Defende-se que a gestão de riscos de desastres nos âmbitos federal, estadual e municipal devam reconhecer que o caminho para o enfrentamento está na integração da gestão de riscos ao planejamento territorial e buscar fortalecer as relações intersetoriais, interinstitucionais, intermunicipais e entre os entes federativos. Se questões de riscos, vulnerabilidades, desastres, emergências climáticas, moradia, educação, saúde e segurança estão todas envolvidas, não dá mais para concentrar a responsabilidade nas mãos apenas das defesas civis municipais e estaduais. É necessário colocar a pauta dos riscos de desastres na centralidade das políticas públicas e que ela seja contemplada pelas bandeiras da justiça social e da justiça ambiental. 

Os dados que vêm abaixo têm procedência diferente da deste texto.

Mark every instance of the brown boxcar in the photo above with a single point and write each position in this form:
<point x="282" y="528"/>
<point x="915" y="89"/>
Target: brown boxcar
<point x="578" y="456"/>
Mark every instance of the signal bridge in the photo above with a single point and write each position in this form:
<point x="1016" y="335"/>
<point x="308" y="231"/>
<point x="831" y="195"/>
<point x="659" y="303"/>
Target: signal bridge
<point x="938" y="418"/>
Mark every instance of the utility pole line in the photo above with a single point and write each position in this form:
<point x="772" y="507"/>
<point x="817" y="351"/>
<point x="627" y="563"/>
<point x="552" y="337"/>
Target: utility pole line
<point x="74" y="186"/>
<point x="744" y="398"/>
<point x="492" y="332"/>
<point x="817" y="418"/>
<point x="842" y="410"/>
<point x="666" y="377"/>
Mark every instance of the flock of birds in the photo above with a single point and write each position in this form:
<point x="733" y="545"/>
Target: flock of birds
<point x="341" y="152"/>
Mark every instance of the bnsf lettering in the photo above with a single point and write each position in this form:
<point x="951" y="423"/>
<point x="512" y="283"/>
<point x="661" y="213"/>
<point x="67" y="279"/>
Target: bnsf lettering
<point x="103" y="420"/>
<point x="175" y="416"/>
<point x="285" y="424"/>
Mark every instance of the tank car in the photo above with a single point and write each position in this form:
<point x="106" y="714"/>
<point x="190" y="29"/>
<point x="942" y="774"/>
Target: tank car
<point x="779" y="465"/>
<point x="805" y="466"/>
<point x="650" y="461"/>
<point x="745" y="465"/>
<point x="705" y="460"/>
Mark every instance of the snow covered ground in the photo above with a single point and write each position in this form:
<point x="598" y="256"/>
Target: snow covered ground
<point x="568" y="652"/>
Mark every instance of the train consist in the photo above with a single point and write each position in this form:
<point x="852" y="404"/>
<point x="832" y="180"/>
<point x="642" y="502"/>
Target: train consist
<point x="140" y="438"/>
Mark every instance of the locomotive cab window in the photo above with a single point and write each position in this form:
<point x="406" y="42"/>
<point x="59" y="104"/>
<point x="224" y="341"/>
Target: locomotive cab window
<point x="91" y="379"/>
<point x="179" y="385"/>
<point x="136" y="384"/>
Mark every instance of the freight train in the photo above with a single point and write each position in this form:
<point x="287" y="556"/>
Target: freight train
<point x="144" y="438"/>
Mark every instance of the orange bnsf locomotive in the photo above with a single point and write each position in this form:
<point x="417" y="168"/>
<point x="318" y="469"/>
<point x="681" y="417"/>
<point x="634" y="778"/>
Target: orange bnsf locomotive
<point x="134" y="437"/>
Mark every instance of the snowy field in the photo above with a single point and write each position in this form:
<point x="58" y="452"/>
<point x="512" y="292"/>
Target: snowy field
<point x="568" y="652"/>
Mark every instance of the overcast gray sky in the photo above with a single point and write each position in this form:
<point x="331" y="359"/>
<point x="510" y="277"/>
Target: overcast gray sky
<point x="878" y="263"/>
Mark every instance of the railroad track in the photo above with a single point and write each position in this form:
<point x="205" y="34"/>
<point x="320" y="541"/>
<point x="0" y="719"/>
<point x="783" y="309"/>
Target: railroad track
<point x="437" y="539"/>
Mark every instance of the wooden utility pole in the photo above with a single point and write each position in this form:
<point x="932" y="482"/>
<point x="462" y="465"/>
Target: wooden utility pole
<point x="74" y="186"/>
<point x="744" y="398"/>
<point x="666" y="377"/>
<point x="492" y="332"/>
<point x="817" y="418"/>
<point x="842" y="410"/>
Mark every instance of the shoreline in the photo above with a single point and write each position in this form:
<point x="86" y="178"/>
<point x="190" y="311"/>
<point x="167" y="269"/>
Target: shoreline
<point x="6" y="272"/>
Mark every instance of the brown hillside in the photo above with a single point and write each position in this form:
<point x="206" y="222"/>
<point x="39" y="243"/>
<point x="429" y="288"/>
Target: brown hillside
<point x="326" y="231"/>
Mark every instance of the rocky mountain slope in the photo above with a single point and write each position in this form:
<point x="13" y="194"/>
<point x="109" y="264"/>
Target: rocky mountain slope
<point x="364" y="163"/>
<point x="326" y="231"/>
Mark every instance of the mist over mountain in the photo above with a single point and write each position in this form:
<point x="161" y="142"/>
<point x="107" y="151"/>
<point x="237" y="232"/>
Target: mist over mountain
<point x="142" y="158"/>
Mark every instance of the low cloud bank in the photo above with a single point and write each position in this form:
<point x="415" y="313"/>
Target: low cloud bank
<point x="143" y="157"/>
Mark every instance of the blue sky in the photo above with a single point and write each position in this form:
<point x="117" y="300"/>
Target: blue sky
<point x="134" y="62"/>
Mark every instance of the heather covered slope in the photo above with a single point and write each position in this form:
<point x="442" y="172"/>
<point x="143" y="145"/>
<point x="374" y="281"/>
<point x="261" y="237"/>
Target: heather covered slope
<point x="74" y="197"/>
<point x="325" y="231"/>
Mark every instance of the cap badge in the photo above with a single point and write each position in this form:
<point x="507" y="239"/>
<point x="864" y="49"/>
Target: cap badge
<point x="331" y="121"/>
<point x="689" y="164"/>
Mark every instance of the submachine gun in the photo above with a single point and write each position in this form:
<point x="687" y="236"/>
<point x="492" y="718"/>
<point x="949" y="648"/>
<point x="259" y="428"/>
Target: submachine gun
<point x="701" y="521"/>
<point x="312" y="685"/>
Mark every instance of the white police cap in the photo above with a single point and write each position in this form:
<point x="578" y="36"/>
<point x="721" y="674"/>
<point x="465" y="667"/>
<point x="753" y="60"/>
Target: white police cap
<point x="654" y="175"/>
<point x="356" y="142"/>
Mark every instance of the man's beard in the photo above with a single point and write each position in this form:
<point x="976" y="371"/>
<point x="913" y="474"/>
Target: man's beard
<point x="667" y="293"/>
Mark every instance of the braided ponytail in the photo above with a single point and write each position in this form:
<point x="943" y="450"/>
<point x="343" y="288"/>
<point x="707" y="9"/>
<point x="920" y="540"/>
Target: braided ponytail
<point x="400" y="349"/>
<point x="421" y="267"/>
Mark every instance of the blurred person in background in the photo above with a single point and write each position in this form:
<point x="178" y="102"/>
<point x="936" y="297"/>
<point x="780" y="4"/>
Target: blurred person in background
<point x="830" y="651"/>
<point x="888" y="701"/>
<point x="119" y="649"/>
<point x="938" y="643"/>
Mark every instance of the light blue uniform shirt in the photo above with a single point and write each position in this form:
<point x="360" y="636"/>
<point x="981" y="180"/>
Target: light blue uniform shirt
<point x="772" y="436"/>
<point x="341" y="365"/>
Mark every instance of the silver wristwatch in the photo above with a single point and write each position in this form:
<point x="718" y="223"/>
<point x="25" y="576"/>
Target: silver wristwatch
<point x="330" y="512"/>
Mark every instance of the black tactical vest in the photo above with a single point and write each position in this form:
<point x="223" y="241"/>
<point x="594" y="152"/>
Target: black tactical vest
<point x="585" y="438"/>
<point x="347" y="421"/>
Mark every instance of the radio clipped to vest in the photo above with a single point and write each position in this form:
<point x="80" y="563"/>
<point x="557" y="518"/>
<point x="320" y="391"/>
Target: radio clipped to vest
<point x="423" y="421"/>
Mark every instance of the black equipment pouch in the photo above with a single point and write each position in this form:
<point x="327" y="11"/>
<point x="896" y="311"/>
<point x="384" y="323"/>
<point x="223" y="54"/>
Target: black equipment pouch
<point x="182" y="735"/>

Em resumo, as cidades podem e devem se preparar para o novo quadro climático, para porém para tanto é necessário direcionar os investimentos para as periferias. Precisamos aplicar o conhecimento tecnológico atual em um sistema moderno de previsão meteorológica, monitoramento climático, alerta e informação pública. Por fim, devemos investir na organização dos próprios moradores das áreas de risco de maneira a desencadear e fortalecer o protagonismo popular.